Where the mainstream of aging research is thinking about extending healthy life, these researchers are near entirely focused on traditional drug discovery and development with the aim of gently slowing the rate of aging. This will no doubt result in a great deal of new knowledge in the course of better understanding the molecular biology of nature means of life extension, such as calorie restriction, but it doesn't stand much of a chance of producing technologies that will allow you and I to live significantly longer. A drug to slightly slow aging that emerges 20 years from now will of little use to people already old, and only of marginal use for everyone else.
An important task to undertake today is convincing the mainstream of aging research to adopt the SENS view on aging: to work on rejuvenation therapies that repair the known underlying damage of aging, a much more effective approach that will result in treatments that do help the elderly and do significantly extend healthy life spans.
Once a backwater in medical sciences, aging research has emerged and now threatens to take the forefront. This dramatic change of stature is driven from 3 major events. First and foremost, the world is rapidly getting old. Never before have we lived in a demographic environment like today, and the trends will continue such that 20% percent of the global population of 9 billion will be over the age of 60 by 2050. Given current trends of sharply increasing chronic disease incidence, economic disaster from the impending silver tsunami may be ahead.

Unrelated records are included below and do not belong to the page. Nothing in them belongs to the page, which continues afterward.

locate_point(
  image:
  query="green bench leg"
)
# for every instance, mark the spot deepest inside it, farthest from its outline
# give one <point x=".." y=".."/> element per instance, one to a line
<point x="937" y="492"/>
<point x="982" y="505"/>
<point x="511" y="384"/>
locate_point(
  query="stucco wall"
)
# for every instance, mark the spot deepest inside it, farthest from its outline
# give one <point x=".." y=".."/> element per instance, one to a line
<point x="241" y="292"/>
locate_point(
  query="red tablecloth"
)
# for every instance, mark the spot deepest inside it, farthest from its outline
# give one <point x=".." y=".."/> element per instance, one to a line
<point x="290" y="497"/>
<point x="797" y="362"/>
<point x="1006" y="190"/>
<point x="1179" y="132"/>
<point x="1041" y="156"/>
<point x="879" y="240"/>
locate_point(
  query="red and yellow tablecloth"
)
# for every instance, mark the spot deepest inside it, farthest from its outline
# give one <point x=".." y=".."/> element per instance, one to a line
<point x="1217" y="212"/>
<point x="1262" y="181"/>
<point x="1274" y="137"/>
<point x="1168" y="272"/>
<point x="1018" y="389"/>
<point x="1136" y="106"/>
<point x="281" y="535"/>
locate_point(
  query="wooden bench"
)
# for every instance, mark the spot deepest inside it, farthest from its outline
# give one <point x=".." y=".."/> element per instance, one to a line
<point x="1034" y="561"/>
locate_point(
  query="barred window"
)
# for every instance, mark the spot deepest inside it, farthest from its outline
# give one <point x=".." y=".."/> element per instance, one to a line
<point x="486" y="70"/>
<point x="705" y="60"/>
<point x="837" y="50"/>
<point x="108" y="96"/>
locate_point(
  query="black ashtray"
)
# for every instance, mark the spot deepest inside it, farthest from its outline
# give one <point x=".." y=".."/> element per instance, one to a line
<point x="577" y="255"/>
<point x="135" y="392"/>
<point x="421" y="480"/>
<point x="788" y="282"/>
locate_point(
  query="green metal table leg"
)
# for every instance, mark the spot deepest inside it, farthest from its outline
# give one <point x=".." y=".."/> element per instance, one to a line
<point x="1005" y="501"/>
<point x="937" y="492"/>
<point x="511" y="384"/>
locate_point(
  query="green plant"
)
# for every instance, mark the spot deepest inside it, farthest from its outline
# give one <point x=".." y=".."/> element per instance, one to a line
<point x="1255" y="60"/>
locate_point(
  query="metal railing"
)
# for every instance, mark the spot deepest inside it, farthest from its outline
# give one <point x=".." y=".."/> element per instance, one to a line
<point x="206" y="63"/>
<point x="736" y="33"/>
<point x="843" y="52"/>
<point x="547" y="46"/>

A second major driver on the rise is the dramatic progress that aging research has made using invertebrate models such as worms, flies, and yeast. Genetic approaches using these organisms have led to hundreds of aging genes and, perhaps surprisingly, strong evidence of evolutionary conservation among longevity pathways between disparate species, including mammals. Current studies suggest that this conservation may extend to humans.
Finally, small molecules such as rapamycin and resveratrol have been identified that slow aging in model organisms, although only rapamycin to date impacts longevity in mice. The potential now exists to delay human aging, whether it is through known classes of small molecules or a plethora of emerging ones. But how can a drug that slows aging become approved and make it to market when aging is not defined as a disease? Here, we discuss the strategies to translate discoveries from aging research into drugs. Will aging research lead to novel therapies toward chronic disease, prevention of disease or be targeted directly at extending lifespan?